In this review, we have made the case that needle-free vaccines, especially those for mucosal delivery and transcutaneous immunization, are good alternatives, which induce systemic and mucosal immune responses and activate sIgA/IgG plasma B cells and T cells that pass through the lymphatic system to infection sites. However, further studies are needed to resolve some remaining issues. Currently, several clinical trials of needle-free vaccination systems are being conducted using oral, i.n., and microneedle administration, which are showing effective protection against pathogens. However, there are only a few licensed oral and i.n. vaccines that are noninvasive compared with the very large majority of vaccines that are injected. According to the clinical trial results for licensed vaccines, adverse effects may occur. Moreover, because the safety of the attenuated mucosal virus is not easy to evaluate in infants, new vaccines should be carefully evaluated before use in infants. Although there are some significant advantages of vaccination by the oral and i.n. routes, they face unique challenges. Oral vaccination can be affected by low pH, proteolytic enzymes, and biological barriers in the gastrointestinal environment.3 Furthermore, the short absorption time may constrain the absorption of related vaccines.200 Considering the degradation of vaccines, the vaccine dose should be increased to generate comparable effects as parenteral injection,38 and this may reduce vaccine efficacy. Therefore, there are more stringent requirements for the vaccine carrier to achieve an efficient immune response, as a larger dose may lead to risks of immune tolerance, and constant antigen stimulation of the GI tract may limit the response of the GALT to biohazard antigens rather than protecting against these antigens.201,202

Intranasal vaccines also face short residence times and higher dose requirements.101 Furthermore, physiological barriers also hinder the absorption of vaccines. Thus, solving these problems and increasing the vaccine efficacy of mucosal vaccines is still a challenge.

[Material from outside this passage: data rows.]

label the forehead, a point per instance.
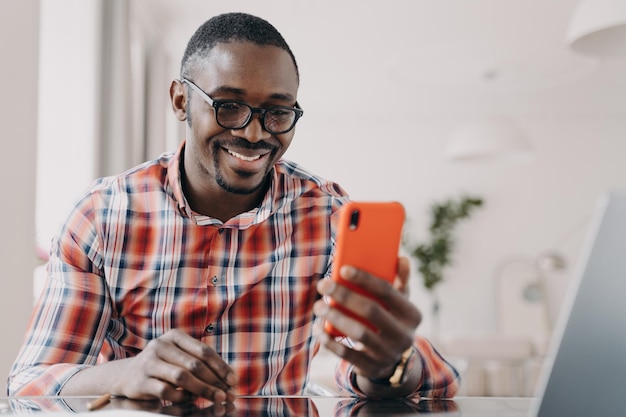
(245, 66)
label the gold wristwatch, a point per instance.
(397, 378)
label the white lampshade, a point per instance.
(490, 138)
(598, 27)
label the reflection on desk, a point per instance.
(253, 406)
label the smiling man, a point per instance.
(202, 273)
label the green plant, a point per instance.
(434, 255)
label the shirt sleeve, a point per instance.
(67, 327)
(439, 378)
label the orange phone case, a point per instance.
(368, 238)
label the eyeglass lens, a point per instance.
(236, 115)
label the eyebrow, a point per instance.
(238, 91)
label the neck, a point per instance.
(219, 203)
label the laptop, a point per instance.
(585, 373)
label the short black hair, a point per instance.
(231, 27)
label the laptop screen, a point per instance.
(585, 372)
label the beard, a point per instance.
(233, 188)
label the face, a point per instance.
(236, 161)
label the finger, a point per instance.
(377, 345)
(402, 311)
(402, 279)
(188, 372)
(364, 364)
(206, 355)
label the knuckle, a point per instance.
(179, 376)
(195, 366)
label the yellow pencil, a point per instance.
(99, 402)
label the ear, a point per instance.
(178, 95)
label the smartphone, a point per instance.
(368, 238)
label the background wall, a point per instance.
(19, 29)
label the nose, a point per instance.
(254, 132)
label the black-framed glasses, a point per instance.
(231, 114)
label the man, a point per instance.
(200, 274)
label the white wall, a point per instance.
(18, 126)
(68, 108)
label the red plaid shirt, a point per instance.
(133, 261)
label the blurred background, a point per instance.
(419, 101)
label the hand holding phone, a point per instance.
(368, 238)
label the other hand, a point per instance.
(177, 367)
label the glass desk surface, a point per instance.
(253, 406)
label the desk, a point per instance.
(305, 406)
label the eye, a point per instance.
(230, 106)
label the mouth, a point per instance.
(246, 158)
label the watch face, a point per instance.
(397, 379)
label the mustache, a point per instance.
(245, 144)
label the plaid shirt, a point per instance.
(133, 261)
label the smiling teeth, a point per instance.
(243, 157)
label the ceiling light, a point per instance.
(598, 27)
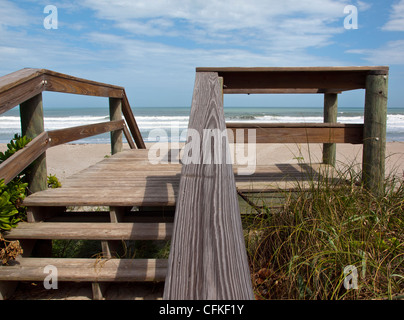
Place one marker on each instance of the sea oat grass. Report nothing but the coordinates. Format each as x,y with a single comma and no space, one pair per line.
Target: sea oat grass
303,251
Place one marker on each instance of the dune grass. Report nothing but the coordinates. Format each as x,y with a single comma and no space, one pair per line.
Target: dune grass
330,240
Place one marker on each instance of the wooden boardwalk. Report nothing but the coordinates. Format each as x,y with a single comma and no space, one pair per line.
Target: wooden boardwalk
128,179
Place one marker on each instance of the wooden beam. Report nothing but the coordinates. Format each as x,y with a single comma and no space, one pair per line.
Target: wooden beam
301,132
23,158
62,136
324,78
208,257
279,91
330,116
374,133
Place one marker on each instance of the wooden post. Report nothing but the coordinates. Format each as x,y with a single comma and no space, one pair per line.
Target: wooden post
115,113
374,132
32,124
330,116
208,259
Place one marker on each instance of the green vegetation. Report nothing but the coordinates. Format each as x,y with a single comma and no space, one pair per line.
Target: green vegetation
12,194
300,251
53,182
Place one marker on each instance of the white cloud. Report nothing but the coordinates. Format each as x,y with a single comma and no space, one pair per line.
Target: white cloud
270,23
396,20
390,54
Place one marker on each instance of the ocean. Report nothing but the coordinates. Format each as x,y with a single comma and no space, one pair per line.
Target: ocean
174,120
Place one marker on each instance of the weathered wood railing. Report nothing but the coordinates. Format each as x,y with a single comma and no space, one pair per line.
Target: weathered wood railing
25,88
329,81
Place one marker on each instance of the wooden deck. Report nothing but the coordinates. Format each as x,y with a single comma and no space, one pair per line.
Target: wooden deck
128,179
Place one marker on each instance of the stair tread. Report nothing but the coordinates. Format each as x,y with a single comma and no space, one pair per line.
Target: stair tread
89,270
91,231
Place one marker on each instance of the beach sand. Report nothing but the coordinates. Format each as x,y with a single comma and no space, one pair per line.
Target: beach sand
66,160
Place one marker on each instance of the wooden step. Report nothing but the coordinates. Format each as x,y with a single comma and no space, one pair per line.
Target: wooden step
86,270
91,231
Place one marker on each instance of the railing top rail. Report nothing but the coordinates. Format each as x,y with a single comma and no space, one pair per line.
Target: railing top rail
24,84
19,77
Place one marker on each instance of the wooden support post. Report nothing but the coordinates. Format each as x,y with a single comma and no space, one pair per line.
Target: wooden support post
115,112
208,258
374,133
32,124
330,116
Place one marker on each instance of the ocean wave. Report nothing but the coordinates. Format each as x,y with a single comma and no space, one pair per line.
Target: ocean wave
9,125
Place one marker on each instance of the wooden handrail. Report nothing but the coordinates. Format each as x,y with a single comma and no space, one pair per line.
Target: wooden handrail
24,84
61,136
11,167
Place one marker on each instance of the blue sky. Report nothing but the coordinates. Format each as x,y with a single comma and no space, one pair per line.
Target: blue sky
153,47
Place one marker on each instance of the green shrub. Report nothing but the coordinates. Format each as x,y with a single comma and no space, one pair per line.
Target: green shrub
302,250
53,182
11,196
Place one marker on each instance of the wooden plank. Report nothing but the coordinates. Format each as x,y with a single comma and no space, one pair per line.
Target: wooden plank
208,258
59,82
382,69
128,137
301,133
131,122
91,231
24,157
115,114
21,92
32,125
62,136
16,78
374,133
32,269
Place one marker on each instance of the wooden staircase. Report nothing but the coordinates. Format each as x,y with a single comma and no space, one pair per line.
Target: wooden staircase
105,268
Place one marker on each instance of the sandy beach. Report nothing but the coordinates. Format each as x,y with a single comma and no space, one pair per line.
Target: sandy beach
66,160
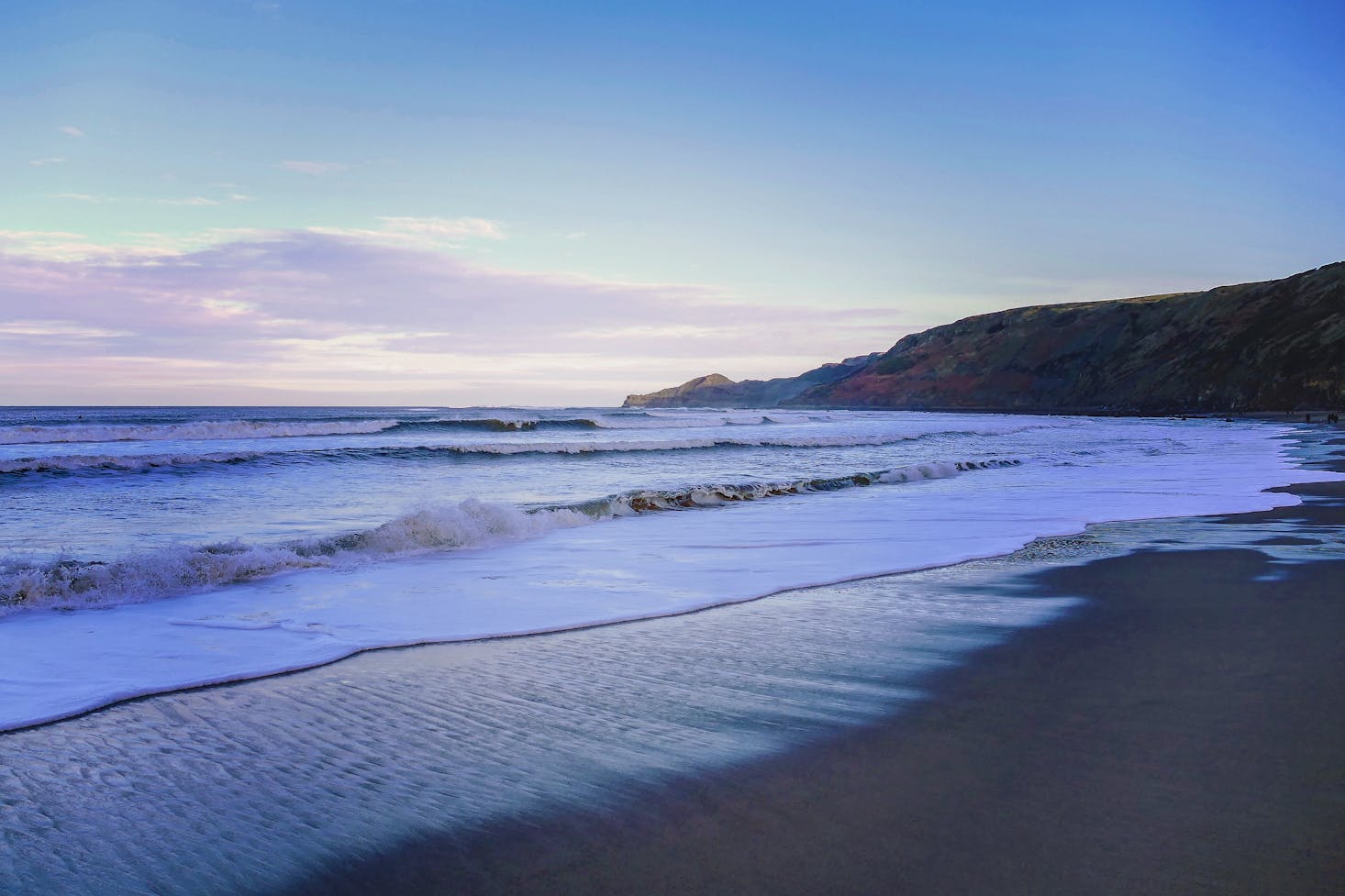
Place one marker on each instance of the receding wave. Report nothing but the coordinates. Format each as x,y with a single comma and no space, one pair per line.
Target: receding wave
196,431
471,524
77,463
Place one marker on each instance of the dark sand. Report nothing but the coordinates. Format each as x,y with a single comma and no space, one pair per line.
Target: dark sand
1183,732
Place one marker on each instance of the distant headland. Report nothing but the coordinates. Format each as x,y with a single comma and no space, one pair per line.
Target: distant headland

The other needle-free delivery system, the microneedle, has had few vaccination clinical trials. Moreover, the microneedles by themselves may not easily break the skin and may cause swelling during insertion, which has in part reduced their application in the clinic. While a recent study showed that microneedle arrays filled with liposomes loaded with hepatitis B virus vaccine induced robust systemic and mucosal immunity by oral immunization,203 the alternative route of administration of microneedle arrays should also be considered. Furthermore, vaccines coated onto solid microneedles or dissolving microneedles may gradually dry out, reducing vaccine activity and possibly producing discomfort when used over a longer period. Therefore, microneedle-mediated vaccination also needs more study to improve its application in the clinic.

The mechanisms of invasive vaccines should also be elucidated for rational vaccine improvement. Overall, although noninvasive administration of vaccines still has several unsolved problems, it has a promising future, since it has the potential to reduce the cost of the vaccines in developing countries, reduce the risk of contamination with other needle-borne diseases, and speed vaccine administration during pandemics. In addition, one of the important challenges of the needle-free system is to design delivery vehicles that protect the vaccines, which should improve results in clinical applications.

Funding Statement

This work was supported in part by research grants AI072139 and AI133207 from the U.S. National Institute of Allergy and Infectious Diseases and the AAI Careers in Immunology Fellowship from the American Association of Immunologists (2016).

Disclosure of potential conflicts of interest

The authors declare that they have no potential conflicts of interest.